I had a CS professor that used to hold up a length of string roughly that length and talk about how that is how far a bit of data can travel at the speed of light during a clock cycle or something. Honestly don't remember the point he was trying to make.
I'm sure that's what it was. I probably should have remembered that, but it was such a small part of one of his lectures it didn't resonate as deeply as it should have.
That's a different thing, the signal travel length in a nanosecond, roughly. This is about the 21 cm RF wave that glows from the sky - https://en.wikipedia.org/wiki/Hydrogen_line. One of the (hyper) finest names of things in nerddrom - "hyperfine transition".
I suppose it's interesting to think about. At today's clock rates, the distance between the CPU and RAM actually adds a small, but still significant delay.
It's ultimately what killed having a memory controller on the northbridge of a motherboard. Having the CPU talk to a separate chip to ultimately talk to the RAM simply added too much latency into the entire process.
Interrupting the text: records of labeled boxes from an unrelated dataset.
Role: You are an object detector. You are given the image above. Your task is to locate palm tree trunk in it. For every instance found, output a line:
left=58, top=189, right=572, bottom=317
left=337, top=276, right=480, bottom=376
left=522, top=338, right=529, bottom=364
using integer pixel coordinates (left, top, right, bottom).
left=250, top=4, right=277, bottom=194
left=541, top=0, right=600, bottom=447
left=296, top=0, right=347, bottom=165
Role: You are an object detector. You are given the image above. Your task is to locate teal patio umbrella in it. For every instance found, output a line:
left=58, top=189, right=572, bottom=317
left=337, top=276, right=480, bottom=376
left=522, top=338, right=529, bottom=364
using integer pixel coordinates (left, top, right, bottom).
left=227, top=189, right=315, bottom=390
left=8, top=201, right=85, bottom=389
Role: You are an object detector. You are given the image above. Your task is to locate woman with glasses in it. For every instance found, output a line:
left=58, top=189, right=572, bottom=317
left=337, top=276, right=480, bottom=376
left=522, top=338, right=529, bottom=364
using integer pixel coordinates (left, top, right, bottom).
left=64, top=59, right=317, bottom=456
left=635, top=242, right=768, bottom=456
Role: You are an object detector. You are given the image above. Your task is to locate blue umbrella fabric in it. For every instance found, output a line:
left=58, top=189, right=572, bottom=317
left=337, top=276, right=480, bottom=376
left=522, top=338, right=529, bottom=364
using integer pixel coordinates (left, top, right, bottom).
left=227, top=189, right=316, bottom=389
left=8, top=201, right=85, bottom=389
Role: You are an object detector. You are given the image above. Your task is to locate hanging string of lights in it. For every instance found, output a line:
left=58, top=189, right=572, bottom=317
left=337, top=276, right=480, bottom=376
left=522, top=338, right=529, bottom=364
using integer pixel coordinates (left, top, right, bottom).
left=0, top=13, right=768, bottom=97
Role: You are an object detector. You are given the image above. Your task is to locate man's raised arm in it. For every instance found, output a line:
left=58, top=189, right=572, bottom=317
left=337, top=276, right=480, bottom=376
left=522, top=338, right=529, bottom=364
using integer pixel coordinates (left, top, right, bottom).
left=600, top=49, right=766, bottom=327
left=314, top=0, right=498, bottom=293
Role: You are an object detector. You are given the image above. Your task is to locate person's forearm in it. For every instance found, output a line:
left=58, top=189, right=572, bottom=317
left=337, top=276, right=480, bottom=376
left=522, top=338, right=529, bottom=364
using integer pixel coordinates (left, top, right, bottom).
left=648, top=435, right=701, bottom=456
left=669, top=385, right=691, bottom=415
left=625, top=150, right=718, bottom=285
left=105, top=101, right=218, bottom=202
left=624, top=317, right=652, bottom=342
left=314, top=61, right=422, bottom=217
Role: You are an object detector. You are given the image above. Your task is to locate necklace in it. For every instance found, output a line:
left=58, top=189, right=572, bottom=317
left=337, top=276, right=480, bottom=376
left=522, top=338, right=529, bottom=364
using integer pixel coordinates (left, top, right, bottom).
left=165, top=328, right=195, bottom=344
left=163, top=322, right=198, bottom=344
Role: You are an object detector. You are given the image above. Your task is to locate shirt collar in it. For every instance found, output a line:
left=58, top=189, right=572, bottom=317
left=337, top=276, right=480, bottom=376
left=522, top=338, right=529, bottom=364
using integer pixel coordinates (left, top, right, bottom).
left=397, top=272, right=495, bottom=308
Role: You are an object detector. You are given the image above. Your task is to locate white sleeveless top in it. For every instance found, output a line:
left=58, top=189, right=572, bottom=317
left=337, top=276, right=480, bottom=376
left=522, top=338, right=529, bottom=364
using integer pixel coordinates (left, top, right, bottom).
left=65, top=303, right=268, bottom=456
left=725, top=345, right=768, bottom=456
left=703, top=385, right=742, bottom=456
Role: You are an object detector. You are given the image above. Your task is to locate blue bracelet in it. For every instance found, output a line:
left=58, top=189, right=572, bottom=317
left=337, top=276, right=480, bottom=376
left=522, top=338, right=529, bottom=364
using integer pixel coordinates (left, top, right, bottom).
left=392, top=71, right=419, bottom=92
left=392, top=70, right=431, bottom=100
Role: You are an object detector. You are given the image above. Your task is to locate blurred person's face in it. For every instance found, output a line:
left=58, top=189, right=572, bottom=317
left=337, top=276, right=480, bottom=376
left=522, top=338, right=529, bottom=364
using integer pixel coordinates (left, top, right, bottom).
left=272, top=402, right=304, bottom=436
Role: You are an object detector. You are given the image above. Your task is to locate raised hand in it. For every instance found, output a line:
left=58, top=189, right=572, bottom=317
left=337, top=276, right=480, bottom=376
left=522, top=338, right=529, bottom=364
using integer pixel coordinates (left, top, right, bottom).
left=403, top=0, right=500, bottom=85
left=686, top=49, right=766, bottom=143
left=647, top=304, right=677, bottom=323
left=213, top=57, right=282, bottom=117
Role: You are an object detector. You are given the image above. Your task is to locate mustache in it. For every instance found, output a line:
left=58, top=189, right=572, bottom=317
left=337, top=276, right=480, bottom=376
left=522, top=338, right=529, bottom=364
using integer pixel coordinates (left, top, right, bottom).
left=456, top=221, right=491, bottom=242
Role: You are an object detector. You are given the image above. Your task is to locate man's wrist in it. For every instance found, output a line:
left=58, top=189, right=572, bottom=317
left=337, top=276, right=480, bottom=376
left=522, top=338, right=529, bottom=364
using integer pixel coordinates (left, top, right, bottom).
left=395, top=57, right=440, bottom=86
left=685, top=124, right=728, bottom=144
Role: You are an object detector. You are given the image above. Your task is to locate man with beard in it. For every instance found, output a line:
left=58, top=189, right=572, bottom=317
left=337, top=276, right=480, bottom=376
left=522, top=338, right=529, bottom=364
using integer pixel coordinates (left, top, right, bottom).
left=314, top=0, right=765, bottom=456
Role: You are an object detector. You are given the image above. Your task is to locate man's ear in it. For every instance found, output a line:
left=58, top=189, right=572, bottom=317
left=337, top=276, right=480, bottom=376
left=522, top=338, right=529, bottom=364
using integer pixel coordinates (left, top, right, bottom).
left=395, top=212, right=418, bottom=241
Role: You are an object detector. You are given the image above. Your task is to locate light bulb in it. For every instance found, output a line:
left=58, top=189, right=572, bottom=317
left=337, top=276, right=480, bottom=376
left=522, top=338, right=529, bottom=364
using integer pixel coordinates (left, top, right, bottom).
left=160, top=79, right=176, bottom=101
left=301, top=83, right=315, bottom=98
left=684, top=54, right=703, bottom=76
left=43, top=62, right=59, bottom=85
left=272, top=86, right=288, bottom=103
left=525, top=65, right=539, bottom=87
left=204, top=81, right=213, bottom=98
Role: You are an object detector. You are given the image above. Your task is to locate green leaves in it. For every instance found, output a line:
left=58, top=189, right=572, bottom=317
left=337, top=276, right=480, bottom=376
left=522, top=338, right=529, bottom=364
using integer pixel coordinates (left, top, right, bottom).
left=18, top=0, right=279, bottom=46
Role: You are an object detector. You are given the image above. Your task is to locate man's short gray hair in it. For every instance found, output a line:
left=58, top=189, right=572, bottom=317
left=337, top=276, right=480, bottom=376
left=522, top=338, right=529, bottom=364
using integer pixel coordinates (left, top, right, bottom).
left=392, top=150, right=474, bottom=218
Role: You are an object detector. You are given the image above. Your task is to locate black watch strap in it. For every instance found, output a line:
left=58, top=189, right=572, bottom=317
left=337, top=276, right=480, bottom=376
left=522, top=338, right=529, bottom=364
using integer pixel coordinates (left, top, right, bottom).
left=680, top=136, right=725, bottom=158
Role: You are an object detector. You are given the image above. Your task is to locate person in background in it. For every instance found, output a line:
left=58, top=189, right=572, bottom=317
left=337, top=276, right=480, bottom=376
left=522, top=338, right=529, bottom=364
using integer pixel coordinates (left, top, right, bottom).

And it may end up causing CAMM2 to end up being the next standard. The physical layout of the chips on the board means the traces can be shorter - leading to lower latency and higher stability.
I really hope CAMM2 takes off. It'd be a rare standard that could be used for both laptops and desktops. Having upgradable memory in a laptop again would be great. Using the same standard a desktop would make it easy to find sticks as time goes on.
The point of how fast computers are, and why you need to make them smaller to make them faster. Think about the bus between the CPU and GPU, not much shorter than that. Information cannot travel faster than the speed of light, so there is a hard constraint on how quickly the GPU can respond to commands. The same is true for RAM and even within the CPU, signals take time to propagate across it. The total length of your circuitry for a single instruction can't be longer than 21cm if that's how far light travels.